How to find extra additions

Check for extra nginx locations

grep -E "location\s+/" "$RELAY_PATH/cmdeploy/src/cmdeploy/nginx/nginx.conf.j2"
grep -E '"/[^"]*"\s*=' "$PROJECT_PATH/modules/nginx.nix"

Check for deprecated components in relay

grep -B2 -A2 "present=False" "$RELAY_PATH/cmdeploy/src/cmdeploy/deployers.py"
grep -B2 -A2 "running=False\|enabled=False" "$RELAY_PATH/cmdeploy/src/cmdeploy/deployers.py"

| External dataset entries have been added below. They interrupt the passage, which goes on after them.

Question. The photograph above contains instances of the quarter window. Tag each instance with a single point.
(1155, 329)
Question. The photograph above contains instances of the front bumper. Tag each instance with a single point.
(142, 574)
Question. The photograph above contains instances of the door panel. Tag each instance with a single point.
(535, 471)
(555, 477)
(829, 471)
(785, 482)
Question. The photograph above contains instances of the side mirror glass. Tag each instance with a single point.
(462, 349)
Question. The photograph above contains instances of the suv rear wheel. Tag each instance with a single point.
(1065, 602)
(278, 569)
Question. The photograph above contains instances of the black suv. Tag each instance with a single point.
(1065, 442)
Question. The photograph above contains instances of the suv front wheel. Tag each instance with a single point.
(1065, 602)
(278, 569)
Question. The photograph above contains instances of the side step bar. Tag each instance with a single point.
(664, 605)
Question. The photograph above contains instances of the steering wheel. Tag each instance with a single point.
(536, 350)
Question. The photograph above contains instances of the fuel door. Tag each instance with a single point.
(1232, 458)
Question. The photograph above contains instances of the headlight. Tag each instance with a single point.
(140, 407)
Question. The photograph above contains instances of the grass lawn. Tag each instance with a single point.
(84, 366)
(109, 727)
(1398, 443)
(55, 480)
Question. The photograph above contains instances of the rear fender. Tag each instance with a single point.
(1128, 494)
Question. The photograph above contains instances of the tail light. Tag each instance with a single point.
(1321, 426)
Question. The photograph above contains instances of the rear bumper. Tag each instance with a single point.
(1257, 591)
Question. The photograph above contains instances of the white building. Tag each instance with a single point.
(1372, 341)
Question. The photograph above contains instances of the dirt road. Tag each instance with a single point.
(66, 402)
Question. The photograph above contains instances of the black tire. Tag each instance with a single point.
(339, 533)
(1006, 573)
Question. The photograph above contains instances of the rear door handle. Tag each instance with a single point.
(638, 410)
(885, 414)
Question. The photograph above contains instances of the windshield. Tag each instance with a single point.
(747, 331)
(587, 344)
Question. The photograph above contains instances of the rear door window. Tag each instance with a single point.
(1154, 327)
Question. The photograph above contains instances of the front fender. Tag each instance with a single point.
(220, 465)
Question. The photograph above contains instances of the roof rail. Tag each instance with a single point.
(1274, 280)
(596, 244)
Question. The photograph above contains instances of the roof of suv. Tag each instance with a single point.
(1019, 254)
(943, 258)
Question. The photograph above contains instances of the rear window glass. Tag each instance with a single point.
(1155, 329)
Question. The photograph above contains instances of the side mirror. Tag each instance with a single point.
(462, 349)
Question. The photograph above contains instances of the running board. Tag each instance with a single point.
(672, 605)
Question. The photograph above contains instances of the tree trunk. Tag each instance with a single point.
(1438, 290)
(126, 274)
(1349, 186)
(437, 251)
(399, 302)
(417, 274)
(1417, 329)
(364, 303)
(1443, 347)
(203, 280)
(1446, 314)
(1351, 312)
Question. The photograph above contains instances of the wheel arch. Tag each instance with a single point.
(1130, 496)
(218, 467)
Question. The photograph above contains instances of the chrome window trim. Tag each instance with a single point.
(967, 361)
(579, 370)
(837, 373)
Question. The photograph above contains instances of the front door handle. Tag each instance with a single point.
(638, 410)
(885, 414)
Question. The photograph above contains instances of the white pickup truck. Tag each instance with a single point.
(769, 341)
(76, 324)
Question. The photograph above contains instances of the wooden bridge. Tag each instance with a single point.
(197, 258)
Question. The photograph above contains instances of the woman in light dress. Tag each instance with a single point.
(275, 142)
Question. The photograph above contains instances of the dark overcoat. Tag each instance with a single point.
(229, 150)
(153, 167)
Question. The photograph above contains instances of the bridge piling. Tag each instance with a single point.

Check for features NOT in relay

grep -r "feature_name" "$RELAY_PATH" --include="*.j2" --include="*.conf*" --include="*.py"

Common issues to check

Extra addition (not in relay)

• Feature exists in NixOS but grep finds nothing in relay
• Remove any feature not found in relay source

Deprecated component

• Relay has present=False or running=False for component
• Examples of deprecated components (NOT to be implemented):
  • mta-sts-daemon - removed from relay (present=False)
  • echobot.service - disabled in relay (running=False, enabled=False)
  • rspamd - removed from relay (present=False)
  • doveauth-dictproxy.service - legacy, replaced by doveauth.service

Missing INI option

• Check chatmail.ini.f vs chatmaild.nix INI generation

Wrong default value

• Compare relay template defaults with NixOS option defaults

Missing systemd setting

• Check relay .service.f files for RuntimeMaxSec, Restart, etc.

Wrong service dependency

• Check relay deployers for service ordering

Missing config file

• Check relay for files we might not have implemented

Incorrect nixpkgs usage

• Check nixpkgs module source for correct option types

Package out of sync

• Compare pkgs/chatmail-www rev with relay latest commit
• Check pkgs/chatmaild version matches relay

Path/value mismatch between services

• INI options with params.get() defaults may differ from NixOS values
• Paths used by multiple services (chatmaild + dovecot/postfix) must match
• Socket paths must be identical between communicating services

Critical: INI Options with Relay Defaults

Rule

If relay has: params.get("option", default_value)
And NixOS uses: different_value
Then: MUST set option in INI

How to verify any option

grep -E "params\.get\(\"OPTION\"" "$RELAY_PATH/chatmaild/src/chatmaild/config.py"
grep -r "config\.OPTION\|self\.OPTION" "$RELAY_PATH/chatmaild/src/chatmaild/"*.py
grep "OPTION" "$PROJECT_PATH/modules/chatmaild.nix"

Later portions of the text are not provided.